Published By: Penguin
Date of Publication: September 1, 2006
Categories:Contemporary, Fiction, YA
Summary (from goodreads.com): My father took one hundred and thirty two minutes to die.
‘It happened on the Jellicoe Road. The prettiest road I’d ever seen, where trees made breezy canopies like a tunnel to Shangri-La. We were going to the ocean, hundreds of kilometres away, because I wanted to see the ocean and my father said that it was about time the four of us made that journey. I remember asking, “What’s the difference between a trip and a journey?” and my father said, “Narnie, my love, when we get there, you’ll understand,” and that was the last thing he ever said.
‘We heard her almost straight away. In the other car, wedged into ours so deep that you couldn’t tell where one began and the other ended. She told us her name was Tate and then she squeezed through the glass and the steel and climbed over her own dead – just to be with Webb and me; to give us her hand so we could clutch it with all our might. And then a kid called Fitz came riding by on a stolen bike and saved our lives.
‘Someone asked us later, “Didn’t you wonder why no one came across you sooner?”
‘Did I wonder?
‘When you see your parents zipped up in black body bags on the Jellicoe Road like they’re some kind of garbage, don’t you know?
Review: This book started out a lot like The Book Thief did for me. 75 pages into Jellicoe Road, I wasn’t convinced that it was the book for me. However, I had heard so many people tell me that it was an amazing book, their favorite even, and that they loved it. So I decided to give it a few more chapters to grab my attention. Boy am I glad I did, just like with The Book Thief, it took me awhile to ‘get’ the writing style. Once I got it though, I thought it was amazing.
I think the big thing that threw me in the beginning was that the story switched between two storylines – two groups of teens – I had trouble keeping all the characters straight and ended up confusing myself. But about half way through I was able to keep things straight, and the confusion was definitely worth it by the time I was done reading it.
Melina Marchetta created a cast of amazing characters. Without really realizing it, I ended up pretty attached to a couple of them, specifically Taylor and Jonah. They were very real to me, and I went through all the same emotions that they did as the story progressed.
In addition to the characters, I was impressed with how the setting came alive for me. It was almost like another character. I’ve never been to Australia, but from the way Melina described the landscape, I felt like I was actually there. Because so much of the story takes place outside, being able to imagine myself outside with the characters made such a difference in how much I enjoyed reading it.
Not that this has anything to do with the actual book, but when I borrowed it from the library it was categorized as science fiction.
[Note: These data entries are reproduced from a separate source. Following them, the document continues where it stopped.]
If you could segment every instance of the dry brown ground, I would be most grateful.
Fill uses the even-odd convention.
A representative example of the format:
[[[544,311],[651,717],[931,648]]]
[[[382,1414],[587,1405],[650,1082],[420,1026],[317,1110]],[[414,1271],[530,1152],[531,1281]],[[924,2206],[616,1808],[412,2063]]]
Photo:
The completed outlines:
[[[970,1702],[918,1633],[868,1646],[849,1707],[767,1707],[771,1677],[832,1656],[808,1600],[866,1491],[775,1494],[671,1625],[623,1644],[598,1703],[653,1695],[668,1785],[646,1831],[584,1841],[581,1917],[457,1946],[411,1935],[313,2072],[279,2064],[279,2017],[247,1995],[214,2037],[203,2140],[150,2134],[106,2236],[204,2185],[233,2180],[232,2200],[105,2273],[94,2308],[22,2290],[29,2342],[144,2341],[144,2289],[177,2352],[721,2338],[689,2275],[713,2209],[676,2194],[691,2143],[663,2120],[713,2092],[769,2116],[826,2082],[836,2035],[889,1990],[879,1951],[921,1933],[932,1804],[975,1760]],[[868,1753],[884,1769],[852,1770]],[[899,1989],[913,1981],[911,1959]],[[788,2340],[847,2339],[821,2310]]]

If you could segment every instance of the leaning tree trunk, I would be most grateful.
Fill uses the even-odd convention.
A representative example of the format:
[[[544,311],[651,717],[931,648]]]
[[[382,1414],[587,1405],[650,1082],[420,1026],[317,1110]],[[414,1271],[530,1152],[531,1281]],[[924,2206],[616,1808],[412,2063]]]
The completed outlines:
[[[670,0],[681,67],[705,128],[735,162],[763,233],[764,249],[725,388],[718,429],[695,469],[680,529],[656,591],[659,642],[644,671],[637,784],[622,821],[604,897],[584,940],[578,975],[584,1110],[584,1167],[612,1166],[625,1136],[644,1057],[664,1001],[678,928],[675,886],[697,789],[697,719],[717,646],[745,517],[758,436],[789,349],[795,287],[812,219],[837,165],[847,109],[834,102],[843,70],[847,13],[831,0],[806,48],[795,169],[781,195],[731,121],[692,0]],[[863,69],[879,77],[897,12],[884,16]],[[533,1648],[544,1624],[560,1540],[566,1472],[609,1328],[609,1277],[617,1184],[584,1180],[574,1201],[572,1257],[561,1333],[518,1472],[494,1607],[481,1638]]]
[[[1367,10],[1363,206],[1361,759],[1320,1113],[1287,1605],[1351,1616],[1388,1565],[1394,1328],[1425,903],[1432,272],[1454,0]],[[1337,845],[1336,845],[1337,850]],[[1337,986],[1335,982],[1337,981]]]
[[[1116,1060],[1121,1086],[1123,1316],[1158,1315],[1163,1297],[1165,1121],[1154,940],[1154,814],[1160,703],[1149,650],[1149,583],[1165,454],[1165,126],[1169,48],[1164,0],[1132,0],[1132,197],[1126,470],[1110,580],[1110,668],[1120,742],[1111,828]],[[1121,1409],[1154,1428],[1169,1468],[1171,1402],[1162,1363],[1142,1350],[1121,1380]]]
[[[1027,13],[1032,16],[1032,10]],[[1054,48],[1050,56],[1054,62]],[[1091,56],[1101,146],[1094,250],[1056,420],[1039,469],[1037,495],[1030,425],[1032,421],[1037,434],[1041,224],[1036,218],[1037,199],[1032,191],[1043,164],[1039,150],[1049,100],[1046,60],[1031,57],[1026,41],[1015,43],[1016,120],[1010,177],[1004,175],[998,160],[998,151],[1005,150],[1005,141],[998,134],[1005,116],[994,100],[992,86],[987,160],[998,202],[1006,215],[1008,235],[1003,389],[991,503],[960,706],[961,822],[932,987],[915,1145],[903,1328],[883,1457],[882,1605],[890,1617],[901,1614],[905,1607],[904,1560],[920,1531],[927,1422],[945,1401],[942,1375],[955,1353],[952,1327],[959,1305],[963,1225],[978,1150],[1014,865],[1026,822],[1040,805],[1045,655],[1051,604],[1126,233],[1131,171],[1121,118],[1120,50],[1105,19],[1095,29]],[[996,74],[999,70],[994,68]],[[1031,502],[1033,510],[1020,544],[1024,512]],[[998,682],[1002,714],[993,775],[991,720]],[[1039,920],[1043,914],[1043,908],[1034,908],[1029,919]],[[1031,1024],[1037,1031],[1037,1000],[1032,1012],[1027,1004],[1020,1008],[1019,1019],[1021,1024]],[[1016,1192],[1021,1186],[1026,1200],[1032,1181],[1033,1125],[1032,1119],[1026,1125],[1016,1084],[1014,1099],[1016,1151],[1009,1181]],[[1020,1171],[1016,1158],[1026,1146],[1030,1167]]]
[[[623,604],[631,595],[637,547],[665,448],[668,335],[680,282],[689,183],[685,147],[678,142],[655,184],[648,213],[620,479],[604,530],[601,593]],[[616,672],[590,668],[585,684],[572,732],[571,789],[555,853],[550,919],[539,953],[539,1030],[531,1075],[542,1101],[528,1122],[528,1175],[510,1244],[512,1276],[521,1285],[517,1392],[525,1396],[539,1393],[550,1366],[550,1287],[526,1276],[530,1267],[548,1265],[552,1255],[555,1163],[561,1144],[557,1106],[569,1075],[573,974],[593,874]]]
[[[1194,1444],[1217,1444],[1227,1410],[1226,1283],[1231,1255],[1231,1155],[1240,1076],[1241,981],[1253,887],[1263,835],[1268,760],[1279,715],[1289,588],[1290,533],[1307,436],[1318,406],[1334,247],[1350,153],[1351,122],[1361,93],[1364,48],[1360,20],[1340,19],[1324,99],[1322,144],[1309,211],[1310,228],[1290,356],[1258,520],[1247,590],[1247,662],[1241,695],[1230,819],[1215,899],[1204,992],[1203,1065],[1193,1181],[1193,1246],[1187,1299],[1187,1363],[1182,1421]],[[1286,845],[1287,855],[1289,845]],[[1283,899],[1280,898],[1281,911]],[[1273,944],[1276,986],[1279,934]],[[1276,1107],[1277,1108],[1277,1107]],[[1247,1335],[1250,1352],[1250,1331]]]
Nothing that I had read about it indicated that it was anything other than contemporary, so I was a little confused to say the least – I kept waiting for a time machine, or aliens, or something to explain why it had a science fiction sticker on it. But, needless to say, I think it was just mislabeled. So maybe that accounts for at least a little bit of my confusion in the beginning.
If you’re looking for a great read about characters that you’ll remember long after you’re finished reading it, not ot mention that amazing setting, I would definitely recommend Jellicoe Road.
Disclosure: I borrowed this book from the library.